Market movers today
The most important data release of the day will be the US May Jobs Report. While the ADP report released yesterday was weaker than expected, most indicators still point towards labour demand remaining at high levels. In addition, ISM Services PMI will be released in the afternoon.
On US monetary policy, Fed’s Brainard speaks this evening.
The 60 second overview
New forecast for the global economy: This morning we published our new take on the global economy: Big Picture – A (mild) recession in western economies seems unavoidable, 3 June, looking at the economic prospects for the US, Chinese, euro area, UK, Japanese and emerging market economies as well as a special section on the challenges in achieving the EU green transition. Despite the high inflation eroding consumer purchasing power, economic activity will near term be supported by pent-up demand for services and significant savings. However, as the swift monetary policy tightening in western countries, notably in the US, lead to increasingly tighter financial conditions, we expect first the US economy to fall into a mild recession in Q2 next year, spilling over to the other western economies afterwards. The setback will be somewhat mitigated by solid growth in the Chinese economy supported by policy stimulus.
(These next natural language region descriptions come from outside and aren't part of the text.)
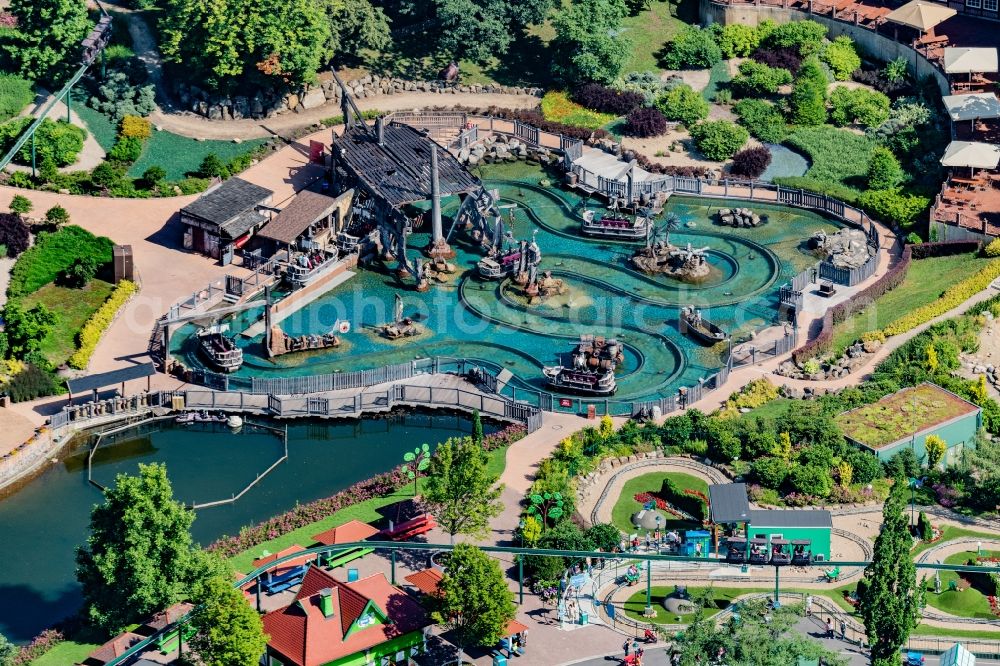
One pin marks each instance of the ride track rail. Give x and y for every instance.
(393, 547)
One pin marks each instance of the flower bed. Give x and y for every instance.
(39, 645)
(306, 514)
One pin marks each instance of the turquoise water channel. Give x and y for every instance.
(489, 322)
(44, 522)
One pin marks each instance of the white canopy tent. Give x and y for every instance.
(957, 655)
(972, 107)
(973, 154)
(970, 60)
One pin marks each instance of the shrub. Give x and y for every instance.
(719, 139)
(780, 58)
(751, 162)
(811, 480)
(14, 234)
(30, 383)
(557, 107)
(15, 94)
(683, 104)
(127, 150)
(79, 273)
(607, 100)
(99, 322)
(135, 127)
(806, 37)
(691, 48)
(55, 141)
(893, 206)
(884, 172)
(762, 119)
(644, 123)
(867, 107)
(759, 79)
(737, 40)
(842, 57)
(53, 253)
(952, 297)
(807, 103)
(21, 204)
(57, 216)
(118, 97)
(770, 472)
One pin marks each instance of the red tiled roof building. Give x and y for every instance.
(332, 623)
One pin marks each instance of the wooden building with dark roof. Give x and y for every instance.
(225, 217)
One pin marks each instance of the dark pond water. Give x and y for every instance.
(41, 525)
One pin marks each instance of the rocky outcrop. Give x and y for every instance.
(847, 248)
(267, 104)
(739, 217)
(500, 148)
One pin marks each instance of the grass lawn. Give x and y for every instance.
(925, 281)
(366, 512)
(67, 652)
(722, 597)
(74, 307)
(178, 154)
(649, 31)
(951, 532)
(970, 602)
(621, 513)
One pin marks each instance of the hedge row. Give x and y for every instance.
(892, 279)
(99, 322)
(953, 297)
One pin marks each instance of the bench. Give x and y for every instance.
(289, 579)
(341, 558)
(414, 527)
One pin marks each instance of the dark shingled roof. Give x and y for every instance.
(400, 170)
(90, 382)
(729, 503)
(230, 199)
(790, 518)
(295, 218)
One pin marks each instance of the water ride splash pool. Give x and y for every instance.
(484, 321)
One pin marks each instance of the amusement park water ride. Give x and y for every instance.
(218, 349)
(617, 224)
(693, 324)
(591, 370)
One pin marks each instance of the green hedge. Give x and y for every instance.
(53, 253)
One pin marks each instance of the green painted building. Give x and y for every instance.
(775, 536)
(367, 622)
(905, 419)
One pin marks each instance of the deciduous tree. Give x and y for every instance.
(136, 560)
(47, 36)
(229, 630)
(890, 603)
(475, 604)
(463, 495)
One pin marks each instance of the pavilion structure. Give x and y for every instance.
(392, 165)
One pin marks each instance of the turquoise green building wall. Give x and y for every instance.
(958, 434)
(819, 536)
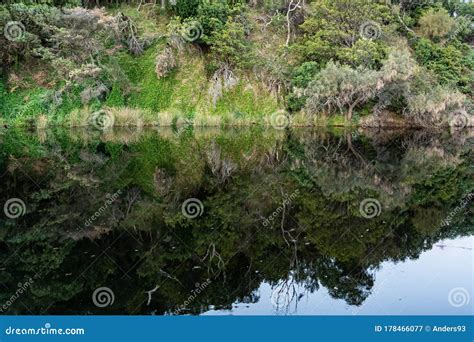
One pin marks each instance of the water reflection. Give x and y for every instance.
(281, 210)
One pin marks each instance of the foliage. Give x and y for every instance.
(453, 65)
(339, 86)
(436, 24)
(333, 31)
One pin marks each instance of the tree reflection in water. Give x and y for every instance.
(277, 207)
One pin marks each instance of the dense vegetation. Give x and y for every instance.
(202, 62)
(142, 240)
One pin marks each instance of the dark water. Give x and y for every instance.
(177, 221)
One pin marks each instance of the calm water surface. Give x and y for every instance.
(236, 222)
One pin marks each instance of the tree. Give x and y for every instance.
(340, 86)
(436, 24)
(337, 24)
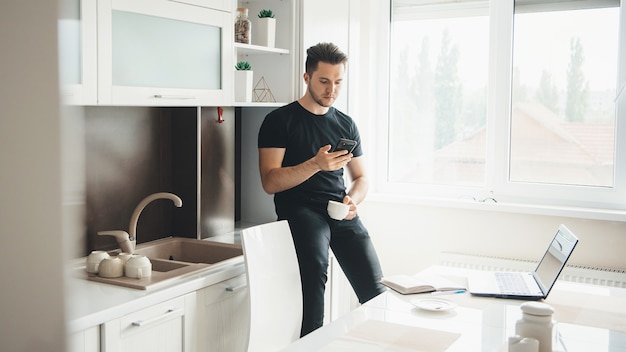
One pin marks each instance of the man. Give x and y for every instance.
(297, 166)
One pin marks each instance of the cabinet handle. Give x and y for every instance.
(236, 288)
(174, 97)
(170, 312)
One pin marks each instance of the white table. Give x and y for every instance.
(590, 319)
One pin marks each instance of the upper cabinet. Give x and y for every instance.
(164, 53)
(174, 53)
(77, 52)
(275, 69)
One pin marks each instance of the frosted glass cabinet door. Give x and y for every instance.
(163, 53)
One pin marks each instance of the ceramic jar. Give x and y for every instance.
(243, 26)
(537, 323)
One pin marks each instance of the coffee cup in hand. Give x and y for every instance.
(337, 210)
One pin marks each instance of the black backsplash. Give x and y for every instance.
(132, 152)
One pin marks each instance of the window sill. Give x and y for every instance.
(519, 208)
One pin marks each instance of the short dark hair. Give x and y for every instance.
(323, 52)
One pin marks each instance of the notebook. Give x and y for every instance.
(533, 285)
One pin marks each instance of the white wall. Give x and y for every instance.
(31, 262)
(410, 237)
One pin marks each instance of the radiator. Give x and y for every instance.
(590, 275)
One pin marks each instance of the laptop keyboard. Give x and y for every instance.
(511, 283)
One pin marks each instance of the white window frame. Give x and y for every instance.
(567, 200)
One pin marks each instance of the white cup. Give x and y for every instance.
(124, 256)
(138, 266)
(111, 267)
(93, 261)
(337, 210)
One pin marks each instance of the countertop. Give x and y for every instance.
(90, 303)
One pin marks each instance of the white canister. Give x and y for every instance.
(537, 323)
(523, 344)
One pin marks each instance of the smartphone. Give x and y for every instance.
(345, 144)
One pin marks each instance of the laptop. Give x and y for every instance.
(533, 285)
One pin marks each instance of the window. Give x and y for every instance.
(508, 100)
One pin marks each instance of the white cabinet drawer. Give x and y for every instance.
(166, 327)
(223, 316)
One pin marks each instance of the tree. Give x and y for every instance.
(447, 93)
(547, 93)
(577, 85)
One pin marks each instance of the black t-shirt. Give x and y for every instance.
(302, 133)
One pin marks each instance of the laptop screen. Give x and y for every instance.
(554, 259)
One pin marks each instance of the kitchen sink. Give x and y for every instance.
(189, 250)
(174, 257)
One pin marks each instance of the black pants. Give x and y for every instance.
(313, 233)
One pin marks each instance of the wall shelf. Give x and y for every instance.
(246, 49)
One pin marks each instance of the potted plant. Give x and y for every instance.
(266, 28)
(243, 82)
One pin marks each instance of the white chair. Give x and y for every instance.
(275, 289)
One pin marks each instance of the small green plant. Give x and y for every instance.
(243, 66)
(266, 14)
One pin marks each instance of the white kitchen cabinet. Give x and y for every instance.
(164, 327)
(164, 53)
(77, 52)
(87, 340)
(278, 66)
(223, 316)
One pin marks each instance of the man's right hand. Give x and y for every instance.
(330, 161)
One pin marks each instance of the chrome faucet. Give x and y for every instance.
(128, 240)
(134, 218)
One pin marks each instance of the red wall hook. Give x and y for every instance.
(220, 112)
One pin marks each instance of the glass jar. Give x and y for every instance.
(242, 26)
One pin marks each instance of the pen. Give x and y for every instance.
(437, 293)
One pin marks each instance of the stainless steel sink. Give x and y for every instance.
(175, 257)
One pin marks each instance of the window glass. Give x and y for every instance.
(562, 100)
(438, 99)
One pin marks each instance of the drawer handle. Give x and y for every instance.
(178, 97)
(170, 312)
(236, 288)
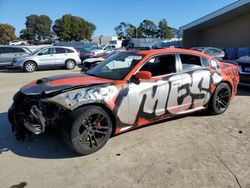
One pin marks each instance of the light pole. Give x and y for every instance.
(100, 39)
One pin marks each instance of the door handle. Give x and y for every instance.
(176, 84)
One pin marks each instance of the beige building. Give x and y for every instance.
(227, 27)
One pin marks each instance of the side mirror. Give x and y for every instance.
(146, 75)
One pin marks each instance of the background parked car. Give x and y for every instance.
(213, 52)
(244, 69)
(104, 49)
(48, 57)
(8, 53)
(17, 42)
(89, 63)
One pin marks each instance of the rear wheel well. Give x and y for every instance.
(109, 112)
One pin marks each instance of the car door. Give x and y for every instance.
(60, 56)
(196, 78)
(6, 56)
(46, 57)
(153, 99)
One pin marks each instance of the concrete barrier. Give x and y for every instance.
(35, 47)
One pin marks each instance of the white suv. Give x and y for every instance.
(48, 57)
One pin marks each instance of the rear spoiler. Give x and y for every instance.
(229, 61)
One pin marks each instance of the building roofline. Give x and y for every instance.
(214, 14)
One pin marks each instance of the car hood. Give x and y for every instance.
(24, 56)
(61, 83)
(244, 59)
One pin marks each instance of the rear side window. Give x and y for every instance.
(6, 50)
(161, 65)
(69, 51)
(18, 50)
(190, 62)
(60, 51)
(205, 62)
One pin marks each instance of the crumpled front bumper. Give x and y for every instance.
(24, 122)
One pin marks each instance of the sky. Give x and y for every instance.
(107, 14)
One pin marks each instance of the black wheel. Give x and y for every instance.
(87, 129)
(29, 66)
(70, 64)
(220, 99)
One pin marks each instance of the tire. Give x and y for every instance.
(30, 66)
(70, 64)
(87, 129)
(220, 99)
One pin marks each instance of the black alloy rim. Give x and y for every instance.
(222, 99)
(93, 130)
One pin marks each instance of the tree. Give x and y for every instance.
(7, 33)
(164, 31)
(147, 29)
(73, 28)
(37, 27)
(126, 30)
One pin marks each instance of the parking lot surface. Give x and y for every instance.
(198, 150)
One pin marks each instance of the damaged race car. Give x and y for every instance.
(125, 91)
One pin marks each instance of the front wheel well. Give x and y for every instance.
(29, 61)
(109, 112)
(70, 59)
(229, 84)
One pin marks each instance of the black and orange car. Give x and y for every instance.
(126, 91)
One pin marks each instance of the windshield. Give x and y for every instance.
(33, 53)
(198, 49)
(116, 67)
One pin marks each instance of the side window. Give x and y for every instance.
(190, 62)
(7, 50)
(161, 65)
(69, 51)
(18, 50)
(214, 64)
(205, 62)
(216, 51)
(208, 51)
(60, 51)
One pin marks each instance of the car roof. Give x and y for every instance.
(12, 46)
(171, 50)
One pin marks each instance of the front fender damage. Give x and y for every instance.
(73, 99)
(33, 114)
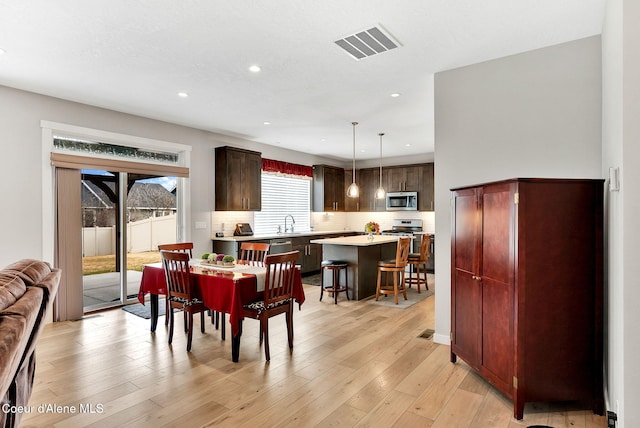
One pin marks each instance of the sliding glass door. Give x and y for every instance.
(124, 217)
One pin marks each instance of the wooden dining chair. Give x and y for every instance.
(183, 247)
(181, 291)
(253, 252)
(277, 297)
(396, 268)
(418, 262)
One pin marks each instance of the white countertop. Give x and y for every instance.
(279, 236)
(358, 240)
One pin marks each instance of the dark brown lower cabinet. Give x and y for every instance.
(527, 288)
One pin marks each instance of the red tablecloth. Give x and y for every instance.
(220, 291)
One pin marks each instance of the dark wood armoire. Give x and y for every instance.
(527, 288)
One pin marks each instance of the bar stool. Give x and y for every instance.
(396, 268)
(335, 267)
(418, 262)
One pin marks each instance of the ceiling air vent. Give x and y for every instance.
(368, 43)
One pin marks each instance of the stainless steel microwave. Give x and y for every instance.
(402, 201)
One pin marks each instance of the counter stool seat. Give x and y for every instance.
(418, 264)
(335, 266)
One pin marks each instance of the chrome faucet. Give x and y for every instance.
(293, 221)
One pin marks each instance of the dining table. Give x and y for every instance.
(222, 289)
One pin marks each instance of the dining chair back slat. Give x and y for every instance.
(277, 296)
(279, 278)
(182, 293)
(184, 247)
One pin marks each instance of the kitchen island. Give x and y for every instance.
(362, 255)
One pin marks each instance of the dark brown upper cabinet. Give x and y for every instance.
(238, 179)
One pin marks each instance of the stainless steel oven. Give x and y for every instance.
(413, 228)
(402, 201)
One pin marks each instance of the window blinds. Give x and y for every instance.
(281, 196)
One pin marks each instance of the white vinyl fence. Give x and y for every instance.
(144, 235)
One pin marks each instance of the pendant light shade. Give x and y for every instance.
(353, 191)
(380, 193)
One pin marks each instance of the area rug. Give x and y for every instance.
(412, 298)
(144, 311)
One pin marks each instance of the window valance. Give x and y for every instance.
(286, 168)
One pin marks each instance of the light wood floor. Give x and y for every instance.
(353, 364)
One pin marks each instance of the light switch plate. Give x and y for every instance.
(614, 179)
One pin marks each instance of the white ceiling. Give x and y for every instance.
(134, 56)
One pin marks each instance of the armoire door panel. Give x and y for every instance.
(466, 232)
(467, 323)
(497, 324)
(497, 230)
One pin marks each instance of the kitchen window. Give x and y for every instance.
(283, 195)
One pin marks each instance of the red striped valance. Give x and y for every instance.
(280, 167)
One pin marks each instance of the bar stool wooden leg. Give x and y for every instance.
(321, 282)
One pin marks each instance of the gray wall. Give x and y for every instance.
(21, 186)
(535, 114)
(620, 136)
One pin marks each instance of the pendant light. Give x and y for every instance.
(380, 193)
(353, 189)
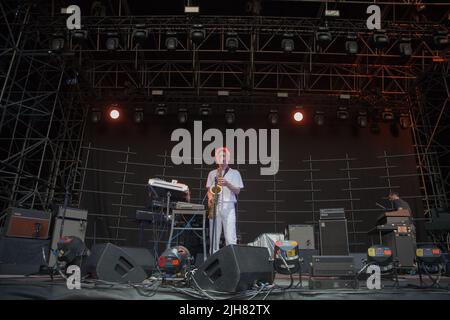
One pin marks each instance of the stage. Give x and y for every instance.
(43, 288)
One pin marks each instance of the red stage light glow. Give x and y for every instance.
(298, 116)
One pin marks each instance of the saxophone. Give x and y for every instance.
(215, 190)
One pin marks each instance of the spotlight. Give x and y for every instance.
(380, 39)
(197, 34)
(175, 260)
(298, 116)
(205, 110)
(387, 114)
(405, 47)
(57, 43)
(273, 117)
(230, 117)
(182, 116)
(405, 121)
(440, 40)
(323, 37)
(232, 42)
(319, 118)
(112, 41)
(171, 41)
(114, 113)
(362, 119)
(351, 45)
(161, 110)
(79, 36)
(342, 113)
(96, 115)
(140, 33)
(287, 44)
(381, 256)
(286, 258)
(138, 115)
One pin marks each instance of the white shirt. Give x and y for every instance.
(232, 176)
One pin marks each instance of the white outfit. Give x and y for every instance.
(226, 212)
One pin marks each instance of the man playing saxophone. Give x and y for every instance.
(230, 182)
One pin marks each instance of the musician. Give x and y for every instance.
(231, 182)
(398, 203)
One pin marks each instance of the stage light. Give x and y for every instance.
(197, 34)
(171, 41)
(273, 117)
(79, 36)
(175, 260)
(140, 33)
(287, 44)
(230, 117)
(405, 121)
(319, 118)
(232, 42)
(286, 258)
(298, 116)
(342, 113)
(57, 43)
(323, 37)
(96, 115)
(380, 39)
(351, 45)
(362, 119)
(161, 110)
(405, 47)
(381, 256)
(138, 115)
(387, 114)
(182, 116)
(440, 40)
(205, 110)
(112, 41)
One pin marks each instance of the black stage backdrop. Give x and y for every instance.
(337, 165)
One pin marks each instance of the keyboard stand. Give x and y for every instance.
(176, 212)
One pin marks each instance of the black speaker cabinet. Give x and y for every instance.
(235, 268)
(110, 263)
(333, 237)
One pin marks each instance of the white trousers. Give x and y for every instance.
(226, 218)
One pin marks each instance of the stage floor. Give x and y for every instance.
(42, 287)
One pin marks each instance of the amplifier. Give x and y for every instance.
(27, 223)
(332, 214)
(325, 284)
(333, 266)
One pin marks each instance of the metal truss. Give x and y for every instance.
(42, 119)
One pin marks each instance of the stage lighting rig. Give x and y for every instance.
(171, 41)
(231, 42)
(342, 113)
(351, 44)
(273, 117)
(319, 118)
(161, 110)
(380, 39)
(230, 116)
(112, 41)
(405, 47)
(323, 37)
(287, 43)
(197, 34)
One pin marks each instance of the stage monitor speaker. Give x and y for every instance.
(110, 263)
(333, 237)
(235, 268)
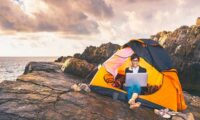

Increase in OPEC production fails to hold down oil prices: OPEC yesterday came about half way in meeting the market expectations. The cartel agreed to increase output more than previously planned, but did not decide on Russia’s status in OPEC+ following the EU embargo announced earlier in the week. Consequently, oil prices erased part of the decline since Tuesday. On the one hand, more output from OPEC (even if the group is struggling to live up to previous pledges) will ease tight market conditions near-term. On the other hand, less spare capacity within OPEC and particularly Saudi Arabia leaves the oil market vulnerable to future supply shocks. We stick to our forecast that Brent should average USD115/bbl short-term and drop below USD100/bbl next year.
Equities: The US equity markets rose yesterday, despite higher oil prices and hawkish signals from Fed members. This morning performance in Asian markets is mixed, while US and European futures point to a higher opening.
FI: With UK out celebrating Jubilee yesterday and today, the European markets were trading mostly sideways with less volatility than what we have seen in the past couple of weeks until the afternoon. However, as US opening and Fed’s Brainard saying it’s too soon to say if inflation has peaked, combined with surging oil prices (following OPEC only half-way meeting expectations), resulted in intensified concerns about the current inflation pressure and sent rates sharply higher.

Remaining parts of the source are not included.